Elora - 3 months home
I am not a love at first sight kinda mom.  I did not have that movie moment in the delivery room where the mom wells with tears as she is swept with all encompassing love. I didn't get it when I first saw Elora's photo. I did not get the youtube moment in all the adoption videos where the mom is awash with emotion. I guess it can happen, but not for me. It did come, that sweeping love.  For what ever reason it just does not happen for me instantly.  It took about the same amount of time for me with both kids.  Some time between the first and third month, it can sneak up on you, so I can't pin point an exact moment or tipping point.  I didn't love one faster than the other.  In every way I love them the same.

However...
I parent them very differently. Mainly because they could not be more different.  One is quiet, sensitive, thoughtful, delicate and dainty.  The other one is Elora, a fearless tornado.  The only thing they have in common is that they are both very happy children with easy smiles.  I never really had to set boundaries with Emery.  You simply told him the rules and he followed.  He was heart broken if he made a mistake and scolding him would send him into sobs of sorrow.  To say he is an easy kid is an understatement.  He practically raises himself.  His love of rules and structure also lend him to be an amazing big brother to a baby tornado.  He is the worlds best tattle tale and I have come to rely on him as my secret weapon, almost as good as actually having eyes in the back of my head.
I do sit back and ponder how these diffrences will be interpreted by them in future.  Will Elora be convinced I love her less because I raise my voice with her more?  Will Emery be convinced that he was the one less loved because I spent all my energy on taming his sister?

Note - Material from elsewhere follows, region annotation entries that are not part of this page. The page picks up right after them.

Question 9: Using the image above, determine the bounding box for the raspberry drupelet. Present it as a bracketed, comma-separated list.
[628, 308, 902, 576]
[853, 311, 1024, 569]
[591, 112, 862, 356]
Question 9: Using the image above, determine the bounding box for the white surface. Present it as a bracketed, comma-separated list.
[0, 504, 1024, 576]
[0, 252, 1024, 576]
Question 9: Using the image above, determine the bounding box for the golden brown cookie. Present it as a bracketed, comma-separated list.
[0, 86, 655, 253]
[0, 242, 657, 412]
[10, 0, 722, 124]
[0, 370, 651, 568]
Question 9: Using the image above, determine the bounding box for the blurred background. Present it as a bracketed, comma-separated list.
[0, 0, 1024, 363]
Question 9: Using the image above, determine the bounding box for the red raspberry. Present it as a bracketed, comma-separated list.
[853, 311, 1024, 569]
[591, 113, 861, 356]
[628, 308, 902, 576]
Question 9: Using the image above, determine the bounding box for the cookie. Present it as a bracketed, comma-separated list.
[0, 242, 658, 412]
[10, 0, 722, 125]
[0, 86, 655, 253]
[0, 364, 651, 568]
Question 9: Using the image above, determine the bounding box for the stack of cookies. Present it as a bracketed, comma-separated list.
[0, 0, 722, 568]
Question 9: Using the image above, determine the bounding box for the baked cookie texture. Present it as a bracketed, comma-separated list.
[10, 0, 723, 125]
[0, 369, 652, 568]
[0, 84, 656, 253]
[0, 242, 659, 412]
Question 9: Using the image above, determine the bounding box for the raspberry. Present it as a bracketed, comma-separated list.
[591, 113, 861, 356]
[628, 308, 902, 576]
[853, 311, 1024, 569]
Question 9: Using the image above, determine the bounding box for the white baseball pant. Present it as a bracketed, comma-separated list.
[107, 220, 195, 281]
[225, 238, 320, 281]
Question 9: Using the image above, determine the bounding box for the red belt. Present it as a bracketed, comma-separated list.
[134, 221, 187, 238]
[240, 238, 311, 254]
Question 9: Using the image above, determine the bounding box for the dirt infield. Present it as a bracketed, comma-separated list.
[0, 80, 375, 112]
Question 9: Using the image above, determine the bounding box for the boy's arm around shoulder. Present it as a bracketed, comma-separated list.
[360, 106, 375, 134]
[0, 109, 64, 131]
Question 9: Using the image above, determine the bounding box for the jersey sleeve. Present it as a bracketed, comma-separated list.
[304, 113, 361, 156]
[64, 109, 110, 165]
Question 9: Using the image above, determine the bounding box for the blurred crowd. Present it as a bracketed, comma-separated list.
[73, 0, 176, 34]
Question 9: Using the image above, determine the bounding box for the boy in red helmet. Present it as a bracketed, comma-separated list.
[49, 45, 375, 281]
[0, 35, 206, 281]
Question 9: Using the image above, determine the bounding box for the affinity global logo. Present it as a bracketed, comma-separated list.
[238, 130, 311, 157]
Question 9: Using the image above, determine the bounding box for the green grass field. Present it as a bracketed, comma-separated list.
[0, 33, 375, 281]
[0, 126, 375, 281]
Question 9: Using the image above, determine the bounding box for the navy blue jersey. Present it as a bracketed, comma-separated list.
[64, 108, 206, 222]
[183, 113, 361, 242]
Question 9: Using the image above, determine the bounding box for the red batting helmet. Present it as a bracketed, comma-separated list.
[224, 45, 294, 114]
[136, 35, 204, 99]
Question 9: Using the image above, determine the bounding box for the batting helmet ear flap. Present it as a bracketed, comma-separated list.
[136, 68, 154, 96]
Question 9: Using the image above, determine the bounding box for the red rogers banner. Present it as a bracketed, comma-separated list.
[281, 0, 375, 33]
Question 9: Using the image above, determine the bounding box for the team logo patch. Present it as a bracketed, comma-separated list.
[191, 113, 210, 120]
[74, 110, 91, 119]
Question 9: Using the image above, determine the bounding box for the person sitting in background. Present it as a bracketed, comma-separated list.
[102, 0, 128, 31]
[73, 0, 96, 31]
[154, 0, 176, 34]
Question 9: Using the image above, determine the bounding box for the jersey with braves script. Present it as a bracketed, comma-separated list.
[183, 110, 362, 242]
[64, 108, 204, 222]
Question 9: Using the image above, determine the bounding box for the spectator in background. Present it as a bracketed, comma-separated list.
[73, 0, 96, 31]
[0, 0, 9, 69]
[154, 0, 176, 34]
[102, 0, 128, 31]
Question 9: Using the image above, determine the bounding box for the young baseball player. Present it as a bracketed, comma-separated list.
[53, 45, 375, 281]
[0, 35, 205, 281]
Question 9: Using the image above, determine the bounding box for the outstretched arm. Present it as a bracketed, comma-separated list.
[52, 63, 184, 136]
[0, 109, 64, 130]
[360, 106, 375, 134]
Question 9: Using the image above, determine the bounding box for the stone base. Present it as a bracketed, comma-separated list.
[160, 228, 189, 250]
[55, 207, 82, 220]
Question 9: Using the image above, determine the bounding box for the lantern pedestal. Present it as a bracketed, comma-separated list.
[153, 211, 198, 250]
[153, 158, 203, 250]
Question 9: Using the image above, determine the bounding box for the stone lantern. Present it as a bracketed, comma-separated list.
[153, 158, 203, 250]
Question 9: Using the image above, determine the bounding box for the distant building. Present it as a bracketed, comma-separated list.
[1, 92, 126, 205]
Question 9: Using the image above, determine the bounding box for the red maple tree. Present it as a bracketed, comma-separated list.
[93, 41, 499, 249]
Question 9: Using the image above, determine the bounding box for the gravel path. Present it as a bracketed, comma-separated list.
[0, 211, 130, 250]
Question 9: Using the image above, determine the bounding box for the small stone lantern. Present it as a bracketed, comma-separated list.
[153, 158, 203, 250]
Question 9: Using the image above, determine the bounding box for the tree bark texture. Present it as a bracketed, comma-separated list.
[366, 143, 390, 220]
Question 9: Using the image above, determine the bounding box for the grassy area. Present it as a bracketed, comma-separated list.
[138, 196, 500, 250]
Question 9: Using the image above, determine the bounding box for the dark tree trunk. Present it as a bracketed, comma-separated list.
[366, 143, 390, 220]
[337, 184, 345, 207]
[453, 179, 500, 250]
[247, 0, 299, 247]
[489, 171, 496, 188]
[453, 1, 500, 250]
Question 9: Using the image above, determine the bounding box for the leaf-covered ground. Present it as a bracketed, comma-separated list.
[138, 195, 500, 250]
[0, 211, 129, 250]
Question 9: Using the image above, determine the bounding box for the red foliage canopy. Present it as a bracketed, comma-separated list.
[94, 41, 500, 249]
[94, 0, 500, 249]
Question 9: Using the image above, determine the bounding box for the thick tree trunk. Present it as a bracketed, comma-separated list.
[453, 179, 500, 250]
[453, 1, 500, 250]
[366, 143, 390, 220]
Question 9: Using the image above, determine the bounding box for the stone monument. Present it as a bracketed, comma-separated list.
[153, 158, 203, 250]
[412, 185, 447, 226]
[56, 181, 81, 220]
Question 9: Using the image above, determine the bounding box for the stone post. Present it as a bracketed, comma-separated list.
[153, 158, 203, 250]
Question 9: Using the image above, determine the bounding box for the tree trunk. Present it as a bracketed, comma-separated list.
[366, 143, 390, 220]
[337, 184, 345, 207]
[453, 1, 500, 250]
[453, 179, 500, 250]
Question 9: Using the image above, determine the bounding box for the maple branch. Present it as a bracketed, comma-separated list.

Right now I think all is well and both kids feel loved and special.  Right now I am home with them 24 hours a day every day.  What does the future hold when I have to toss work into the mix?  When the terrible twos hit or as some say the worst is really three, in which case I still have to get each of them through that stage. 

One day, Emery and Elora, if you are reading this, please know, there is no difference in my love for you.  You have both taught me so much about love and I would have only been half of the person I am today if it were not for the both of you.  I love you each in the way you need me.  It may appear different but it my heart it was always the same.

2 comments:

French Marianne said...

Amazing post on such a touchy but also, after all simple subject if we look through the scope of love.

Thanks so much for sharing. B&W photos are just wonderful (and your children also, of course).

Marianne from France, mum to one and only ladybug born in China back in 2004, with us since 2005.

maplewalnutmama said...

Beautiful - the pictures, the words and the sentiment!